Loriann Hom, MPH
Medical Student
Touro University of California
Monterey Park, California, United States
Henry Dinh, MS
Medical Student
Touro University California College of Osteopathic Medicine
San Jose, California, United States
Kyaw Lin, DO
Assistant Professor
Touro University
Concord, California, United States
CASE 1: A 98 year old female with a past medical history of Alzheimer's presented to the hospital for a left femur fracture caused by a fall. She was a poor historian and required Tagalog translation services during hospitalization. Physiatrist’s physical examination was unremarkable, but the patient was scheduled opioids every 6 hours.

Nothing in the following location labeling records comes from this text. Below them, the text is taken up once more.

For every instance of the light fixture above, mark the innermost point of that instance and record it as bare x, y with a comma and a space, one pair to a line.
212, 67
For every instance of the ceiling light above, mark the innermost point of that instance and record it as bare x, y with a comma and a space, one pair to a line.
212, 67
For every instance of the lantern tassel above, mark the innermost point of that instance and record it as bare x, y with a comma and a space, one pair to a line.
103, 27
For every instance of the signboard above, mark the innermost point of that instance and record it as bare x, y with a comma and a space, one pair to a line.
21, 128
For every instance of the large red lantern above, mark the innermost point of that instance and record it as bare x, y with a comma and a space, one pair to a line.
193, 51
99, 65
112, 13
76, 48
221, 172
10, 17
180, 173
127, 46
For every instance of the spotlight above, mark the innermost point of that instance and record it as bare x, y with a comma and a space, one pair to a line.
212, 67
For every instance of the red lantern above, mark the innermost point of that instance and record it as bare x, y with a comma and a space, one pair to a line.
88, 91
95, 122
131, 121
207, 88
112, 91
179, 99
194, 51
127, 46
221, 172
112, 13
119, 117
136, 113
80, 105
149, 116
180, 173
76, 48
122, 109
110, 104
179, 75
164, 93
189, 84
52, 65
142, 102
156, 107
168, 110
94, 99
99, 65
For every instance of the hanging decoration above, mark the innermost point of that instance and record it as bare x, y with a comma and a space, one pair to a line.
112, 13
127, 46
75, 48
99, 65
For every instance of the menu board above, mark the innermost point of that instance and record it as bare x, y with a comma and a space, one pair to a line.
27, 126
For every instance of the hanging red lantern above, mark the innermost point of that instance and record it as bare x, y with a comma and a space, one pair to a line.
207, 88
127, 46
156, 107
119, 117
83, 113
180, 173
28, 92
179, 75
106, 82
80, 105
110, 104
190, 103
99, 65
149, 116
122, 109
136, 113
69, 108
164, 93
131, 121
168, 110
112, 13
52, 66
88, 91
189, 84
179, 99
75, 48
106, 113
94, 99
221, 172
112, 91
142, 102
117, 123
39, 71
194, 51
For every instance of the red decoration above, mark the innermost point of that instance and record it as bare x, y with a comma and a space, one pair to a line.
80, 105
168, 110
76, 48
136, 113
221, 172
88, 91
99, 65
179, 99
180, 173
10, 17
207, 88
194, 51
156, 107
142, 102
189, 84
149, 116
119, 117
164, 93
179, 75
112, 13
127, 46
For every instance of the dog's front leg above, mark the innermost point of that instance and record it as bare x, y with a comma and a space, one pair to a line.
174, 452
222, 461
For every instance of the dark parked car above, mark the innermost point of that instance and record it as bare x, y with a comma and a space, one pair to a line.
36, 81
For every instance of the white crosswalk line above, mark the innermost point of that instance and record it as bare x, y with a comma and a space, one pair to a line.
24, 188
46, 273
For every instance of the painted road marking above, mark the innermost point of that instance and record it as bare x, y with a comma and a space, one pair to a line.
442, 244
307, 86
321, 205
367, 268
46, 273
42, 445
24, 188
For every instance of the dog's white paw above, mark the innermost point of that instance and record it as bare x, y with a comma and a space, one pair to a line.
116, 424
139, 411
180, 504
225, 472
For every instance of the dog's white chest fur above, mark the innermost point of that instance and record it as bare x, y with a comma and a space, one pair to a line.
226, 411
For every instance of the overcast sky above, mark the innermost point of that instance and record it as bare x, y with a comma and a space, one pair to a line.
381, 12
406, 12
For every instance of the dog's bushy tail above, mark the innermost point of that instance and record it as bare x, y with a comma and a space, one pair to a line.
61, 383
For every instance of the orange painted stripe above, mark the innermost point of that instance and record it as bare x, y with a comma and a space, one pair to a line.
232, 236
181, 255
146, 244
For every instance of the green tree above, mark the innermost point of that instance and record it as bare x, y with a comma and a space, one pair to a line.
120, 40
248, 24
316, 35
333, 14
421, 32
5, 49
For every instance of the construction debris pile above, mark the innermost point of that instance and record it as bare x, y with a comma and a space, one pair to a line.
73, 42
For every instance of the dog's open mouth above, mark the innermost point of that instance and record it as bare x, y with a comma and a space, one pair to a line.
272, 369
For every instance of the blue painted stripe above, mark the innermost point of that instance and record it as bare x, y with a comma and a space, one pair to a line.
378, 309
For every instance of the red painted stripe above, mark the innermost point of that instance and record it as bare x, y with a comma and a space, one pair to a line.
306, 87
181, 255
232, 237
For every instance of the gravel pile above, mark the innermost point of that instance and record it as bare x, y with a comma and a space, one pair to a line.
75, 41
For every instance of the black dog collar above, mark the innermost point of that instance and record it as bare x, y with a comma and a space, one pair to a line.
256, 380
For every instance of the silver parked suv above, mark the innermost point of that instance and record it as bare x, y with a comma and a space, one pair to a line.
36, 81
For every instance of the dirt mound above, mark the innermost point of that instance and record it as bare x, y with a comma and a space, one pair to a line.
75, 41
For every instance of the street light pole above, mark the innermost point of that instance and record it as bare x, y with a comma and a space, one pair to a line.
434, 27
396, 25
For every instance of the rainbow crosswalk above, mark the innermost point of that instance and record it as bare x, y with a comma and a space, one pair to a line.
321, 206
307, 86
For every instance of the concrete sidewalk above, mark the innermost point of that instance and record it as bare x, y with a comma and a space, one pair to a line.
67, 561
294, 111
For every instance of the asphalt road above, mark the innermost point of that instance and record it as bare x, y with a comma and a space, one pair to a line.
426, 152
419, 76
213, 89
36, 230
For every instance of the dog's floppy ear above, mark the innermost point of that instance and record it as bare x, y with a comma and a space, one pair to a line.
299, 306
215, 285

CASE 2: A 94 year old female with a past medical history of Alzheimer's, overactive bladder, and insomnia was admitted to the hospital for lethargy and coughing. Her complications developed into a urinary tract infection and metabolic encephalopathy. Patient endorsed no pain. However, her family was concerned she was undermedicated for pain control.
Discussions:
Self-reported pain scales were ineffective for both patients because they could not state their pain levels due to their cognitive impairment at baseline. This prevented proper assessment for pain medication and control. Physiatrists can utilize the Pain Assessment in Advanced Dementia (PAINAD) scale to standardize pain level and effectively manage their patients’ care. Proper pain management for patients with Alzheimer's disease becomes more difficult because self-report pain scales are no longer reliable (1). With the language barrier component, pain assessment can be further misconstrued. The usage of the PAINAD scale is promising because it has shown to discriminate between painful and non-painful events in the elderly with dementia (2).
Conclusions: Physiatrists routinely treat patients with difficult pain cases where a comprehensive assessment is required to determine their long-term treatment plans. The PAINAD scale is an invaluable tool to mediate the overuse or underuse of pain medication in the elderly with dementia. PAINAD demonstrated a 92% sensitivity rate in United Kingdom patients with dementia (3). There is minimal training required to carry out the PAINAD scale and it is easy to compute the scoring for breathing, vocalization, facial expression, body language, and consolability (4).